What will I do as a volunteer?
Volunteers accompany two Farmworker Unit staff members in our agency’s vehicle. At the camps volunteers take notes on labor camp demographics, take pictures, hand out brochures, and interact with workers. Volunteers are encouraged to ask questions and discuss observations with our staff.
Do I have to know Spanish?
Spanish is helpful but not required. Our staff can translate dialogue with workers. Although the majority of workers we visit speak Spanish, we also visit workers whose first language is English. On occasion, we visit workers who do not speak English or Spanish.

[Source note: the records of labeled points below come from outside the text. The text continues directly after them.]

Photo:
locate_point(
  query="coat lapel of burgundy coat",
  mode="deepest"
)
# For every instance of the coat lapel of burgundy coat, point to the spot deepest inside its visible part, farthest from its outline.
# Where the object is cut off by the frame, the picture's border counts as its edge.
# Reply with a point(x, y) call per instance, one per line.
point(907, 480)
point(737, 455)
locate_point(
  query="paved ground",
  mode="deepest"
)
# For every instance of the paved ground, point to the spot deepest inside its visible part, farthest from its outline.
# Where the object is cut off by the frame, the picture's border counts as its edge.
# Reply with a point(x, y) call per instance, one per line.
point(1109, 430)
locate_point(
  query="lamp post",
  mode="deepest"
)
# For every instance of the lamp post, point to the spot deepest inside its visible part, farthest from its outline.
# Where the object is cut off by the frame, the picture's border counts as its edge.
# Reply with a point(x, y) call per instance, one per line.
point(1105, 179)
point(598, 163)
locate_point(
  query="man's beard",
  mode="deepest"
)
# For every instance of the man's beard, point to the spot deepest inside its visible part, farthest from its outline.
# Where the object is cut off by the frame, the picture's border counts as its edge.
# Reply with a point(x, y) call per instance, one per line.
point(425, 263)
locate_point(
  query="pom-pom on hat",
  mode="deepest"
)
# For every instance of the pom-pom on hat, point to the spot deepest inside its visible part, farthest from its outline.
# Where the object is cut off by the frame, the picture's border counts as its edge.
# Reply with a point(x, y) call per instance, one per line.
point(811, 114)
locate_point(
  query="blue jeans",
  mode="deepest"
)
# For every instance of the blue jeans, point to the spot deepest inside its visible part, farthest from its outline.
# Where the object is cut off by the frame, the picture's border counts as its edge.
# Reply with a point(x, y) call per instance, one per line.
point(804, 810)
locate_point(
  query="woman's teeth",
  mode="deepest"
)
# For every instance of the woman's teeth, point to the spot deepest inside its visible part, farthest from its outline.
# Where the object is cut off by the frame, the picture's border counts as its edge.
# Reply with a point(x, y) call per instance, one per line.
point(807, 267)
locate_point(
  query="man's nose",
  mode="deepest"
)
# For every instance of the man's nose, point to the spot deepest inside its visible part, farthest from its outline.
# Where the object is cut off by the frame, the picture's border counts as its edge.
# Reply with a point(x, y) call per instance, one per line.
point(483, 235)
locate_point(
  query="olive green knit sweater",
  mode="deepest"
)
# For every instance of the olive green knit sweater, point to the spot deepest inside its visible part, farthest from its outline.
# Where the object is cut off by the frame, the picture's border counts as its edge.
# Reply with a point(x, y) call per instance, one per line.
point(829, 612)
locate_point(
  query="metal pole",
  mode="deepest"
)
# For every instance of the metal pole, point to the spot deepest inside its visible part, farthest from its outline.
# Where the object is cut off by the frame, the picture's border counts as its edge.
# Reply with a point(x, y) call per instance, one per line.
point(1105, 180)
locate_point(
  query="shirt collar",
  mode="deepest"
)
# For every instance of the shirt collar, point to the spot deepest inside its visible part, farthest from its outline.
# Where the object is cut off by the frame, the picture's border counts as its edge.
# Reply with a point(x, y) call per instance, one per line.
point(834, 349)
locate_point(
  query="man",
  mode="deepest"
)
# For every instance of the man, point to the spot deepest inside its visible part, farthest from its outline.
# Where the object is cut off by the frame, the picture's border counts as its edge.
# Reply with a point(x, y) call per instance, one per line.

When will I go on outreach?
Volunteers schedule visits Monday-Thursday evenings, during the peak growing season in North Carolina, June-October. Volunteers meet at the Legal Aid office in downtown Raleigh at 5:30pm. Outreach lasts a few hours, returning to the Legal Aid office around 9-10pm. Ideally we ask that volunteers commit two evenings a month.
What if something comes up and I cannot go on outreach that evening?
Please notify the volunteer coordinator at least 24 hours in advance.
Where will I go on outreach?
We usually travel 1-2 hours outside of Raleigh. Each evening we generally try to visit 3-4 camps in the surrounding counties.
Can I bring a friend with me?
Yes, but you must schedule friends in advance because we can only take two volunteers per evening.
What should I wear and bring on outreach?
Dress casually and conservatively. Long-pants, closed-toed shoes, and bug spray are appropriate for rural areas. You may bring cameras, only to take pictures with the permission of the workers.
How do I become a volunteer and schedule outreach?
Send an email to Sebastian Villa Bahamon, the Witness for Justice Coordinator, or contact us by phone at: (919) 856-2180.
Orientation sessions are held at the beginning of the season for new and returning volunteers. The sessions will cover the dynamics of outreach as well as an overview of farmworker legal issues. In addition, you will receive an informational packet.